2 days in a crock pot with HCl done properly No tin will remain , except if you are processing only solders or tin balls EDIT: "if there is a little tin in your solution" , if tin is in solution, you can't loose gold, Don't you filter the solutions bearing base-metal?


----------



## yasin1987 (Dec 25, 2021)

MicheleM said:


> 2 days in a crock pot with HCl done properly No tin will remain , except if you are processing only solders or tin balls EDIT: "if there is a little tin in your solution" , if tin is in solution, you can't loose gold, Don't you filter the solutions bearing base-metal?


Hydrochloric acid can not dissolve tin. It can only turn it into dough.
Tin chloride drops are proof of this.
If you have or suspect tin, you should remove the tin with a mixture of water and sulfuric acid.


----------



## MicheleM (Dec 25, 2021)

Why is tin chloride dissolved in HCl? – Norman-Restaurant.com







www.restaurantnorman.com




My tin solder goes in solution with HCl 37pct maybe it is a miracle:


----------



## FrugalRefiner (Dec 25, 2021)

yasin1987 said:


> Hydrochloric acid can not dissolve tin. It can only turn it into dough.


Yes, it does. It is how we can make stannous chloride.

Dave


----------



## Yggdrasil (Dec 25, 2021)

yasin1987 said:


> Hydrochloric acid can not dissolve tin. It can only turn it into dough.
> Tin chloride drops are proof of this.
> If you have or suspect tin, you should remove the tin with a mixture of water and sulfuric acid.


You have some very absolute statements for someone asking a lot of questions.

Tin dissolves easy in HCl, even kind of easy in Nitric, but turns as you say to dough or paste as I would have called it.

So try to double check your "facts" before you offer then to someone who know less than you.

Regards Per-Ove

Edited for spelling errors.


----------



## cosmetal (Dec 25, 2021)

yasin1987 said:


> I did not work with Assortment of gold plated ewaste .
> But as it turns out, there is a significant amount of tin and lead that could be a problem for you.
> If I were you, I would first remove the tin with sulfuric acid on Hoke's advice. (Pages 69-70-71)
> Then I would strain and rinse the solution and put it in the AR.
> ...



*Tin*​*Characteristics*: Metallic tin is soft and malleable.

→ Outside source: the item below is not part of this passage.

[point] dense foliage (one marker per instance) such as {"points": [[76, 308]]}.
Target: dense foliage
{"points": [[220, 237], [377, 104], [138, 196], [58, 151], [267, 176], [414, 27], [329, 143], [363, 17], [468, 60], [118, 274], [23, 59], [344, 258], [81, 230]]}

It slowly dissolves in dilute nonoxidizing acids *or more readily in hot concentrated HCl.* It reacts with HNO3 to form metastannic acid, H2SnO3, a white substance insoluble in alkalies or acids. In neutral or only slightly acidic solutions, zinc displaces tin from its compounds, forming the metal.

Pece, Health and Happy Holidays,
James


----------



## Samigoli (Jan 14, 2022)

cosmetal said:


> *Tin*​*Characteristics*: Metallic tin is soft and malleable. It slowly dissolves in dilute nonoxidizing acids *or more readily in hot concentrated HCl.* It reacts with HNO3 to form metastannic acid, H2SnO3, a white substance insoluble in alkalies or acids. In neutral or only slightly acidic solutions, zinc displaces tin from its compounds, forming the metal.
> 
> Pece, Health and Happy Holidays,
> James


I recently saw videos based on tin dissolving on YouTube.I just know its name is SNST 550. Does anyone know anything more?


----------